Cultivating Vegetable Eaters, One Student At A Time!
Tue 17 May 2011Story by Kim Weaver
At Red Hill Elementary we are fortunate to have a well established garden program sponsored by our PTA and other charitable groups from the community.
The garden was built in 2000 by parent volunteers who believed that the exposure of "homegrown" foods would be enriching for all students. The garden committee received a start up budget from our PTA and has been given a set budget ever since. Supplemental income comes from plant sale fundraisers and our newly established Farmers Market; we also receive an annual donation from the Tustin Garden Club. We take pride in the team effort that is demonstrated by eager students, many dedicated parent volunteers, accepting teachers, and a school principal that champions the garden.
I have been involved as a garden volunteer for the past six years, and have been chairperson for the last three. This year we took the program in a new direction after discovering the GrowingGREAT school garden curriculum. Making it fun to learn about how vegetables grow is what Red Hill’s garden program is all about and Fall planting lessons taken directly from the GrowingGREAT lesson objectives have been taking place.
The greatest advantage of these fall planting lessons was that each grade grew their own edible crop. While each grade grew a similar combination of salad type ingredients, plant types varied and by mid-January we were able to harvest over 150 heads of lettuce, tubs of sugar snap peas, radishes, carrots, broccoli and onions for our first “Salad Harvest Party”.
Parent volunteers tossed all varieties of lettuces together and served the students a Harvest Salad Bar, all the other vegetable varieties were displayed on platters for consumption at lunch recess. After months of close observation and some early harvesting of their own grade's projects, students were able to taste all varieties of vegetables at the harvest salad bar. The best part came after all the students had a chance to take their small salad to the lunch tables, the ones who had already finished their salads shouted, “More Please!”.

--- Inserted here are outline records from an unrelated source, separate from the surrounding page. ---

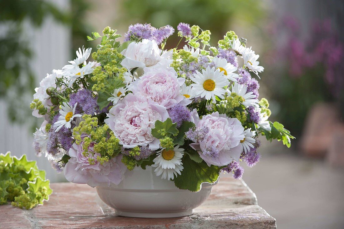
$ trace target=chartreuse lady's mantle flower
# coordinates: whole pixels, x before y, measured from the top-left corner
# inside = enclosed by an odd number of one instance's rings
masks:
[[[68,61],[71,64],[65,65],[62,68],[62,70],[70,70],[77,66],[82,67],[83,65],[86,65],[86,60],[88,59],[92,51],[92,48],[88,48],[85,50],[84,46],[83,46],[82,51],[81,49],[79,48],[79,50],[76,51],[76,59],[74,60]]]
[[[191,99],[194,97],[194,92],[192,90],[192,87],[191,86],[186,86],[186,84],[184,84],[182,85],[180,90],[180,94],[186,98]]]
[[[258,100],[255,98],[256,96],[252,92],[247,92],[247,87],[243,84],[235,83],[233,85],[231,90],[227,90],[229,94],[235,93],[238,95],[242,97],[244,99],[243,105],[246,107],[250,106],[256,106],[258,103]]]
[[[68,87],[71,87],[74,82],[78,79],[83,79],[85,75],[93,72],[94,63],[89,62],[85,66],[80,67],[76,66],[70,69],[66,69],[63,72],[64,75],[67,77]]]
[[[237,78],[239,77],[238,74],[234,73],[236,71],[237,68],[230,63],[227,62],[224,58],[214,57],[213,60],[214,66],[218,69],[227,79],[232,81],[236,82]]]
[[[245,137],[244,139],[240,140],[240,145],[242,146],[243,150],[247,153],[250,151],[250,148],[254,147],[253,144],[256,142],[256,139],[253,138],[256,135],[255,131],[251,131],[251,128],[245,130],[243,134]]]
[[[211,69],[207,67],[202,70],[202,73],[197,71],[196,74],[190,77],[190,79],[195,82],[191,86],[195,90],[195,96],[205,97],[207,100],[213,99],[215,101],[215,96],[222,98],[226,90],[223,88],[229,84],[229,82],[218,69],[215,67]]]
[[[159,152],[158,156],[153,160],[154,164],[152,167],[156,167],[154,171],[157,176],[162,174],[161,179],[173,179],[174,175],[180,175],[184,169],[182,158],[184,154],[184,149],[177,145],[172,149],[163,149]]]
[[[58,120],[54,124],[54,127],[56,128],[55,132],[58,131],[64,126],[66,128],[70,128],[71,123],[74,118],[81,117],[81,115],[75,114],[75,108],[77,103],[75,103],[73,109],[65,102],[63,102],[63,105],[61,106],[61,110],[60,111],[61,115],[58,117]]]
[[[125,87],[120,87],[115,89],[111,94],[113,96],[109,97],[108,99],[108,101],[113,102],[115,105],[117,104],[121,98],[126,95],[126,92],[127,91],[128,89]]]

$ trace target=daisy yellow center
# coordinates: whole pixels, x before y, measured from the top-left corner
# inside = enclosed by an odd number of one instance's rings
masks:
[[[172,149],[166,150],[164,149],[162,151],[162,157],[165,160],[170,160],[174,156],[174,151]]]
[[[226,69],[225,69],[223,68],[223,67],[218,67],[217,69],[219,69],[220,72],[224,72],[224,73],[223,74],[224,75],[227,75],[227,71],[226,71]]]
[[[214,91],[215,89],[215,82],[212,80],[207,80],[203,83],[203,88],[208,91]]]
[[[66,115],[66,117],[65,117],[65,119],[66,119],[66,122],[69,122],[69,121],[71,120],[71,118],[72,116],[73,116],[73,112],[68,112]]]

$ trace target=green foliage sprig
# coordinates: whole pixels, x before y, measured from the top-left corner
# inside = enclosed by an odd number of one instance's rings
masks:
[[[0,154],[0,205],[12,201],[13,206],[31,209],[43,204],[52,192],[45,172],[25,154],[19,159],[9,152]]]

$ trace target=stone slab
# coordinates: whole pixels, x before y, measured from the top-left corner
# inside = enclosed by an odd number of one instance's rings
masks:
[[[85,185],[52,184],[50,200],[31,210],[0,206],[0,228],[275,228],[243,181],[220,178],[209,198],[190,216],[142,219],[116,216]]]

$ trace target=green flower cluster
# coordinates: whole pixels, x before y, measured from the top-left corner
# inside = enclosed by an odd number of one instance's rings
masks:
[[[119,140],[108,126],[106,124],[98,126],[96,117],[84,115],[82,117],[84,121],[73,129],[73,136],[77,144],[83,143],[84,153],[90,153],[88,148],[92,143],[94,152],[101,155],[97,158],[100,164],[118,155],[121,149]]]
[[[18,159],[9,152],[0,154],[0,205],[12,201],[13,206],[28,209],[43,204],[52,192],[49,185],[45,172],[25,155]]]

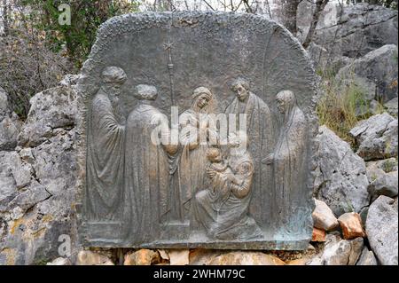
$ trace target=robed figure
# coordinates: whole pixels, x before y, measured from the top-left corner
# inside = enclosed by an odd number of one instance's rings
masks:
[[[192,219],[192,199],[204,187],[207,149],[208,148],[208,121],[201,121],[201,114],[209,114],[214,99],[212,92],[205,87],[195,89],[192,95],[192,106],[179,116],[180,152],[178,156],[179,193],[175,194],[177,204],[175,219],[195,225]],[[203,116],[203,115],[202,115]],[[202,139],[202,140],[201,140]]]
[[[244,132],[230,139],[227,160],[218,148],[207,151],[209,186],[196,194],[194,214],[210,239],[247,240],[262,236],[249,213],[254,163],[246,139]]]
[[[306,203],[308,168],[308,122],[298,107],[291,90],[279,92],[276,97],[283,124],[272,153],[263,163],[274,169],[273,219],[280,228],[298,225],[298,209]],[[296,224],[295,224],[296,222]],[[294,227],[293,227],[294,228]]]
[[[246,116],[249,152],[254,157],[254,168],[250,211],[255,220],[264,226],[269,224],[270,219],[269,209],[272,171],[270,167],[262,166],[262,160],[270,154],[274,145],[272,115],[266,103],[250,91],[249,83],[245,79],[237,79],[232,83],[231,90],[237,93],[237,97],[226,108],[225,114],[236,114],[236,127],[239,126],[239,114],[243,114]],[[239,127],[243,130],[242,125]]]
[[[170,137],[167,116],[153,106],[157,89],[140,84],[135,93],[138,105],[126,123],[125,190],[132,208],[129,238],[149,243],[160,238],[161,216],[169,209],[167,153],[171,147],[167,144]]]
[[[86,212],[90,223],[116,223],[123,216],[125,126],[119,111],[120,89],[127,77],[116,67],[102,73],[102,85],[93,97],[87,120]],[[98,227],[101,230],[101,227]],[[100,231],[99,231],[100,232]],[[115,237],[118,232],[115,231]]]

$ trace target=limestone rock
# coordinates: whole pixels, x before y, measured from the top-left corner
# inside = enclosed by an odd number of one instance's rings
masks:
[[[0,88],[0,151],[13,150],[22,122],[10,109],[7,95]]]
[[[364,247],[364,240],[359,237],[350,240],[350,255],[348,265],[355,265],[362,255],[362,250]]]
[[[58,257],[52,262],[47,263],[46,265],[72,265],[72,263],[68,258]]]
[[[370,200],[364,161],[325,126],[320,127],[317,141],[315,195],[337,216],[359,212]]]
[[[262,252],[205,252],[191,261],[192,265],[285,265],[278,257]]]
[[[190,263],[188,249],[172,249],[168,251],[170,265],[187,265]]]
[[[398,264],[397,198],[379,196],[372,203],[366,221],[370,246],[383,265]]]
[[[362,218],[357,213],[345,213],[338,218],[338,222],[342,229],[345,240],[365,237],[364,231],[363,230]]]
[[[339,223],[332,210],[325,202],[315,200],[316,208],[313,211],[313,225],[325,231],[332,231],[338,227]]]
[[[40,92],[30,99],[31,108],[18,136],[18,145],[35,147],[57,135],[59,129],[71,130],[77,113],[76,93],[70,86]]]
[[[313,228],[312,241],[325,242],[325,231],[317,228]]]
[[[359,122],[350,134],[359,145],[356,153],[366,161],[397,155],[397,119],[387,113]]]
[[[398,107],[398,100],[397,98],[392,98],[388,102],[384,104],[387,112],[389,113],[394,117],[397,118],[397,107]]]
[[[398,187],[397,171],[386,173],[369,185],[369,192],[372,196],[385,195],[390,198],[397,196]]]
[[[318,265],[321,263],[323,265],[355,265],[363,248],[363,238],[347,240],[329,234],[323,251],[309,264]]]
[[[82,250],[77,255],[76,265],[114,265],[108,256],[90,250]]]
[[[356,59],[353,64],[341,68],[339,77],[348,78],[353,74],[375,83],[375,99],[387,102],[397,97],[397,46],[382,46]]]
[[[313,42],[332,58],[359,58],[386,44],[397,45],[397,11],[364,3],[332,8],[326,16],[334,20],[320,19]]]
[[[395,157],[385,159],[382,161],[366,162],[367,177],[372,183],[379,177],[383,177],[386,173],[397,171],[397,161]]]
[[[59,247],[65,240],[71,244],[66,254],[77,255],[79,250],[74,208],[76,137],[71,128],[75,117],[63,120],[71,123],[50,123],[55,128],[43,142],[38,142],[43,137],[36,135],[46,128],[46,121],[58,119],[54,118],[59,117],[57,111],[60,116],[75,113],[74,104],[66,103],[69,98],[65,93],[74,93],[73,87],[43,91],[38,94],[40,99],[34,97],[25,130],[20,134],[28,142],[15,151],[0,152],[0,264],[47,263],[60,255]],[[54,109],[60,106],[59,100],[65,102],[65,109]]]
[[[142,248],[136,252],[125,255],[123,265],[151,265],[160,263],[160,255],[158,252]]]
[[[363,249],[362,255],[356,263],[356,265],[377,265],[377,259],[374,253],[369,250],[367,248]]]

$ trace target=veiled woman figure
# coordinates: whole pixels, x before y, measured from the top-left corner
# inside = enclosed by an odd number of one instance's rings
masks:
[[[204,186],[209,130],[207,122],[201,122],[200,116],[209,114],[213,98],[214,96],[208,89],[205,87],[195,89],[192,96],[192,106],[179,116],[181,155],[176,166],[181,210],[178,213],[183,222],[191,220],[192,197]]]
[[[276,102],[283,114],[283,125],[274,152],[263,163],[272,165],[274,169],[276,207],[272,211],[278,214],[274,219],[286,225],[295,217],[293,212],[307,197],[303,192],[308,178],[308,122],[293,91],[279,92]]]
[[[196,194],[194,214],[210,239],[256,239],[262,231],[249,216],[254,161],[246,150],[246,133],[230,137],[229,145],[229,168],[220,166],[222,162],[207,169],[211,185]]]

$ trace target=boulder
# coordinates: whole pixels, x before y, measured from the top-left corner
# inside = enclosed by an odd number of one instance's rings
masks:
[[[375,258],[374,253],[369,250],[367,248],[363,249],[362,255],[356,263],[356,265],[377,265],[377,258]]]
[[[398,211],[395,200],[379,196],[372,203],[365,224],[370,246],[383,265],[398,264]]]
[[[200,252],[191,255],[192,265],[285,265],[278,257],[262,252]]]
[[[362,218],[355,212],[348,212],[341,215],[338,218],[342,234],[345,240],[352,240],[358,237],[365,237],[363,230]]]
[[[372,181],[369,185],[369,193],[373,198],[385,195],[390,198],[397,196],[397,171],[385,173]]]
[[[369,100],[387,102],[397,98],[397,46],[385,45],[367,53],[342,67],[337,77],[360,83]]]
[[[316,207],[313,211],[313,225],[325,231],[332,231],[338,227],[339,223],[332,210],[325,201],[315,200]]]
[[[0,151],[14,150],[22,122],[8,104],[7,94],[0,87]]]
[[[370,200],[364,161],[325,126],[320,127],[317,142],[315,195],[337,216],[360,212]]]
[[[364,248],[363,238],[352,240],[329,234],[323,249],[307,265],[355,265]]]
[[[77,113],[76,92],[72,86],[60,86],[37,93],[30,99],[30,110],[20,135],[18,145],[35,147],[59,130],[74,127]]]
[[[46,265],[72,265],[72,263],[68,258],[58,257],[52,262],[47,263]]]
[[[359,122],[350,130],[356,138],[356,153],[365,161],[397,155],[397,119],[387,113]]]
[[[397,45],[397,11],[364,3],[341,9],[335,4],[325,13],[332,19],[322,16],[313,42],[325,46],[332,58],[359,58],[387,44]]]
[[[160,254],[157,251],[142,248],[136,252],[126,254],[123,265],[151,265],[160,262]]]
[[[397,171],[397,161],[395,157],[366,162],[367,178],[372,183],[387,173]]]
[[[312,241],[325,242],[325,231],[317,228],[313,228]]]
[[[82,250],[77,255],[76,265],[114,265],[111,259],[98,253]]]
[[[64,86],[38,97],[31,99],[19,135],[26,142],[14,151],[0,151],[0,265],[42,264],[80,249],[74,208],[76,95],[73,86]],[[51,131],[40,130],[49,125]]]
[[[190,263],[189,249],[172,249],[168,251],[170,265],[187,265]]]
[[[397,107],[398,107],[398,100],[397,97],[386,102],[384,104],[384,107],[387,109],[387,112],[389,113],[394,117],[397,118]]]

What was left over from the harvest was sold at our first ever Farmers Market. Fresh produce, small bags of school grown citrus, and small potted seedlings of various vegetables were offered for sale at $1.00 each. Fresh squeezed lemonade also sold for 25 cents a cup. We netted $475.00, all the while exposing our families to growing their own vegetables.

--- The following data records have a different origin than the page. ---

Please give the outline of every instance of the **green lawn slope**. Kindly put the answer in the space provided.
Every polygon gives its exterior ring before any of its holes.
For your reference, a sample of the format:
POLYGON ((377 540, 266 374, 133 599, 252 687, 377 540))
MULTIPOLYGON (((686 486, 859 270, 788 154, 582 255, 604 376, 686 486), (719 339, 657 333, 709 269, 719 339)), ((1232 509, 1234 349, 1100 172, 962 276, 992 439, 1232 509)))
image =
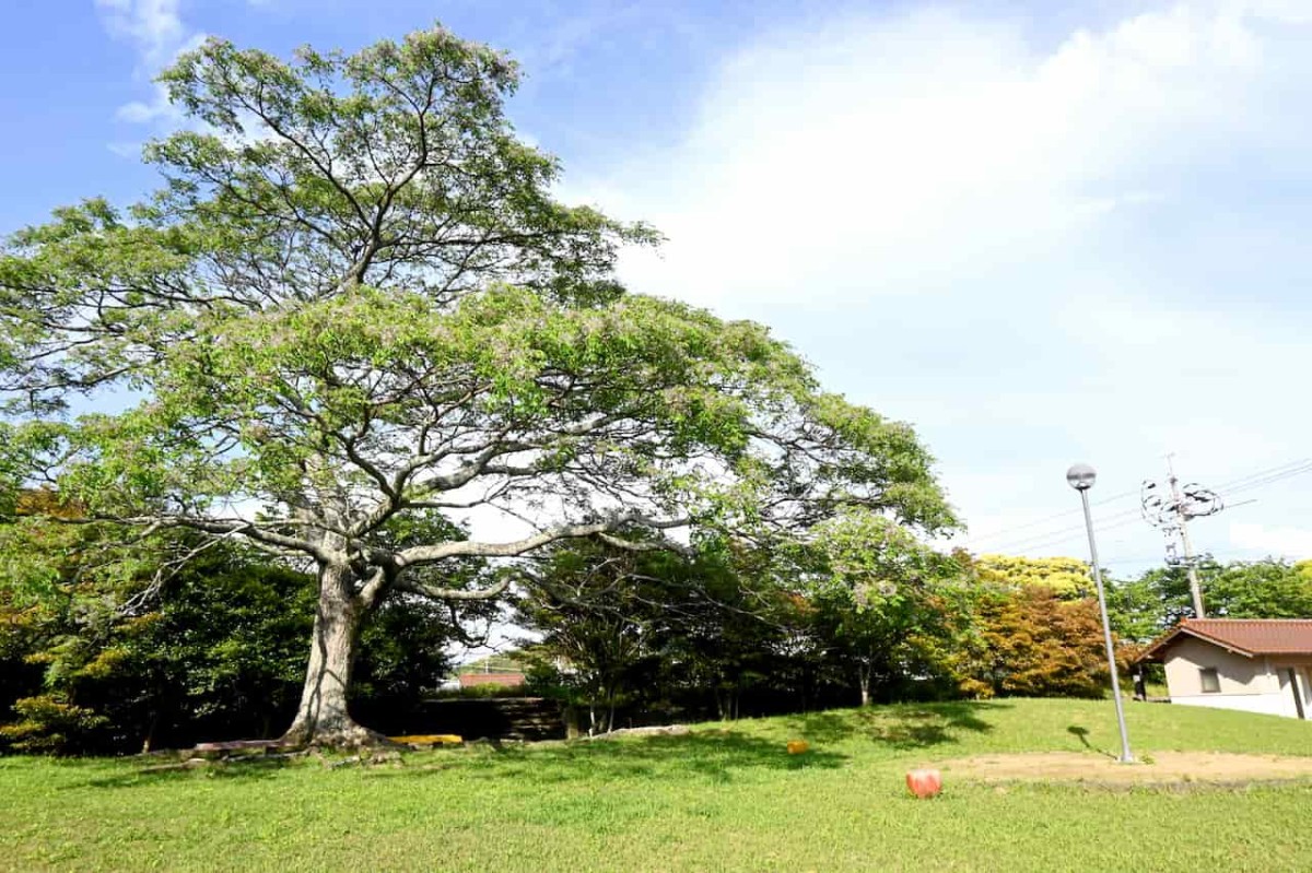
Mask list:
MULTIPOLYGON (((1312 756, 1312 724, 1127 709, 1136 754, 1312 756)), ((1312 781, 988 785, 909 767, 1117 745, 1110 703, 1001 700, 701 725, 684 737, 143 773, 0 759, 12 870, 1308 870, 1312 781), (789 739, 812 751, 790 756, 789 739)))

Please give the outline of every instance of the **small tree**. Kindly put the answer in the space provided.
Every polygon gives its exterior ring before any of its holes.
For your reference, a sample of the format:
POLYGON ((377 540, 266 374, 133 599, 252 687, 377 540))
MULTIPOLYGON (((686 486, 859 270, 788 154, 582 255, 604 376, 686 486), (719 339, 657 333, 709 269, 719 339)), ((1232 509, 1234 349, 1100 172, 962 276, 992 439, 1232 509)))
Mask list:
POLYGON ((853 665, 861 704, 879 674, 926 675, 960 632, 962 568, 887 518, 854 511, 817 528, 808 599, 832 653, 853 665))
POLYGON ((960 687, 992 697, 1101 697, 1107 687, 1096 600, 1043 586, 981 590, 979 634, 960 654, 960 687))

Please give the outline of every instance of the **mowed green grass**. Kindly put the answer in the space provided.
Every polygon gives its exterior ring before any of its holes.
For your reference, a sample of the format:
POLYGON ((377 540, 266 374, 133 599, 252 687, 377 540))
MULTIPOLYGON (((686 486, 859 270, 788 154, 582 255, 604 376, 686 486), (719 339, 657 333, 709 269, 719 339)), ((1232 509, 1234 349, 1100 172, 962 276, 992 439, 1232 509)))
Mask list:
MULTIPOLYGON (((1312 755, 1312 724, 1157 704, 1135 751, 1312 755)), ((0 759, 13 870, 1308 870, 1312 783, 970 784, 917 764, 1111 750, 1110 703, 1004 700, 702 725, 685 737, 142 773, 0 759), (812 751, 789 756, 806 738, 812 751), (1088 746, 1086 746, 1088 743, 1088 746)))

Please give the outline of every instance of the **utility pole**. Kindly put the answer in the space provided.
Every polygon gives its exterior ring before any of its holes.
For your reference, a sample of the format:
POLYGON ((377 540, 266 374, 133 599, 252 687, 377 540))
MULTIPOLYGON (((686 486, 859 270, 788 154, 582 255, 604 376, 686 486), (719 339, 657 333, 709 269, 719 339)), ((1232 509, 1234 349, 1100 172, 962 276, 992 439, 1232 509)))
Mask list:
POLYGON ((1089 566, 1093 569, 1093 582, 1098 590, 1098 613, 1102 616, 1102 641, 1107 648, 1107 671, 1111 674, 1111 699, 1117 701, 1117 728, 1120 729, 1122 764, 1135 763, 1130 752, 1130 731, 1126 729, 1126 709, 1120 700, 1120 679, 1117 674, 1117 650, 1111 641, 1111 623, 1107 620, 1107 595, 1102 587, 1102 568, 1098 564, 1098 544, 1093 540, 1093 515, 1089 513, 1089 489, 1097 475, 1088 464, 1075 464, 1067 471, 1067 484, 1080 492, 1080 505, 1084 507, 1084 530, 1089 534, 1089 566))
POLYGON ((1203 590, 1198 585, 1198 568, 1194 566, 1194 547, 1189 541, 1189 513, 1185 511, 1185 498, 1179 494, 1179 480, 1176 478, 1176 465, 1166 455, 1166 471, 1170 475, 1170 495, 1176 503, 1176 514, 1179 516, 1179 541, 1185 545, 1185 573, 1189 574, 1189 594, 1194 598, 1194 616, 1206 619, 1203 613, 1203 590))
POLYGON ((1189 519, 1215 515, 1225 506, 1221 503, 1220 495, 1202 485, 1191 482, 1181 488, 1172 457, 1173 455, 1166 455, 1166 484, 1170 497, 1162 497, 1157 482, 1144 480, 1140 506, 1144 519, 1161 528, 1166 536, 1166 564, 1172 566, 1185 565, 1185 573, 1189 575, 1189 594, 1194 600, 1194 616, 1203 619, 1207 616, 1203 612, 1203 590, 1198 583, 1198 561, 1194 558, 1194 545, 1189 540, 1189 519), (1176 557, 1176 532, 1179 532, 1179 541, 1185 547, 1183 561, 1176 557))

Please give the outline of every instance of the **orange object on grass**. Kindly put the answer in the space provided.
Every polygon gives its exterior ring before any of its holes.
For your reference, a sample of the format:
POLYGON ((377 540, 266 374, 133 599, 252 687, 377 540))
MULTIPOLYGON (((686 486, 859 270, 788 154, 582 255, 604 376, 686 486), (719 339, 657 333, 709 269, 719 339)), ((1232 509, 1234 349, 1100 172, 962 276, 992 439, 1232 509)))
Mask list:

To read more follow this link: http://www.ocregister.com/news/fifth-285031-students-garden.html
For now we plan to continue using the GrowingGREAT curriculum. Students feel so accomplished when they see the growth of these hands-on lessons fill up the classroom vegetable boxes. Not to mention, a sense of ownership when they plant, tend, harvest and sell the produce they have grown in the school garden. They feel so much pride telling their parents and farmers market shoppers what the vegetable varieties are. Better yet, 5th graders start small seedling trays during the "growing season" and encourage shoppers to purchase 4" potted lettuces, broccoli, cabbage and herbs to take home and grow in their own gardens.
I never get tired of watching a seasonal growing period with our curious, young students, or witnessing the wonder as they pull out a huge radish from the soil or nibble on a sugar snap pea. I have come to realize that reaching one student at a time in the school garden establishes lifelong lessons for making healthy eating choices. Incorporating fresh grown, handpicked, delicious vegetables into their early education engages all five senses. You can never take away the experience of seeing, smelling, tasting, and touching something you, yourself, grew from seed.
Happy Vegetable Gardening from Red Hill Elementary!